One of the reasons for crash diets to fail is because the body views dieting as a form of starvation. When you eat much below your desired energy intake for a long time, your metabolism slows down and tries to fight back. The hormones that regulate our hunger and satisfaction waver making it harder to sustain the diet and hence weight loss. Further, the idea of taking extreme steps such as quitting certain foods can often lead to one feeling low and disappointed. Sooner or later you bounce back to prior ‘unhealthy’ eating habits. And a few months later, you are trying another new weight loss diet.

No wonder that the diet and weight loss industry around the world is growing leaps and bounds from $192.2 billion in 2019, expected to be over $295 billion by 2027. However, more and more studies show that if you are truly interested in losing weight and maintaining a healthy lifestyle you need a more sustainable plan than a fad diet.
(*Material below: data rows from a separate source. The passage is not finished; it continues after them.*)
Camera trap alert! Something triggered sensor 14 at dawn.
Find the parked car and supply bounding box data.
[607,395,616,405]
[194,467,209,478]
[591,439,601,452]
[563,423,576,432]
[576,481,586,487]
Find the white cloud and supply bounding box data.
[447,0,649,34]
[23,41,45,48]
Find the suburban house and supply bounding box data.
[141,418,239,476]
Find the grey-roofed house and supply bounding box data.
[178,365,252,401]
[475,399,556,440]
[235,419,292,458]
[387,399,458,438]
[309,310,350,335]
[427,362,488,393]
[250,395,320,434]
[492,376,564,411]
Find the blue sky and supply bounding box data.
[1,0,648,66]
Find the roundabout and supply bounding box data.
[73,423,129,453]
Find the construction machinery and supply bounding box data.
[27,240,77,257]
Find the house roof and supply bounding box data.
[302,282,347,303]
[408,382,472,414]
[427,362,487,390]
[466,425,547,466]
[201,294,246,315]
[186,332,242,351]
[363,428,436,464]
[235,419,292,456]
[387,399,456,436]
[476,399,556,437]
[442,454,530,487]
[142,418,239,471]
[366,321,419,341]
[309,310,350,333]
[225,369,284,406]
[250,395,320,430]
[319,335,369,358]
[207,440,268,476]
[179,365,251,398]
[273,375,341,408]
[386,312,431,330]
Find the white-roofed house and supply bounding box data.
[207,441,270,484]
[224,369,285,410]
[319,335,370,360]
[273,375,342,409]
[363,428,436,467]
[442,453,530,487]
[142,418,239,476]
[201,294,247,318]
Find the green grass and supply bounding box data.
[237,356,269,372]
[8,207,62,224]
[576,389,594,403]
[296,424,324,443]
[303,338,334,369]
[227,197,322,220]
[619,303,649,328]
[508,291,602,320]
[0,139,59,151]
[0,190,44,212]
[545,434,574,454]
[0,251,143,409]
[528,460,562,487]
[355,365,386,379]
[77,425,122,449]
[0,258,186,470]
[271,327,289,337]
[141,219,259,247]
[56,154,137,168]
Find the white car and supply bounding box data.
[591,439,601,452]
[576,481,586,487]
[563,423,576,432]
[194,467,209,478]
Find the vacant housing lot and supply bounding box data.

We must also understand the difference between weight loss and fat loss. Not all weight loss might be healthy, you might just be losing muscle or water weight due to crash dieting and doing copious amounts of cardio.

To lose fat, a few components are proven to work: these are eating slightly less than your energy requirements, having adequate protein intake to preserve muscle mass, and strength or resistance training. Doing this regularly, will slowly help manage your weight in a healthy manner, and also boost your metabolism and tone your body.

Consider making these small, incremental changes to your lifestyle to embrace a healthy relationship with food and, indeed, life. Suggested by Habbit CEO and Co-founder Dhruv Bhushan.

Make healthy eating a daily habit

It is important to be in tune with your specific needs, and not feel deprived. The same plan might now work for everyone. Nutrition need not be complicated, and crash diets are not sustainable. Don’t think about giving up the “bad” foods, instead focus on choosing foods that are holistic, nourishing, and pleasing for the palate. Don’t be taken in by jargon-filled technicalities on nutrients. Opt for easy to use, nutritious products.

Play with your food choices, mix and match ingredients. Health and taste can go hand in hand. Even foods that you crave or are ‘addicted to’, have a healthier alternative out there. Ensure a balanced diet of fresh, seasonal fruits and vegetables for vitamins, minerals and anti-oxidants. Balance these with whole grains and healthy fats. Meet your daily protein intake, whether from foods, or supplements using natural proteins. This can’t be stressed enough since protein deficiency is one of the leading causes of lifestyle diseases, including obesity. Drink plenty of water. (MR, Inputs: Agencies).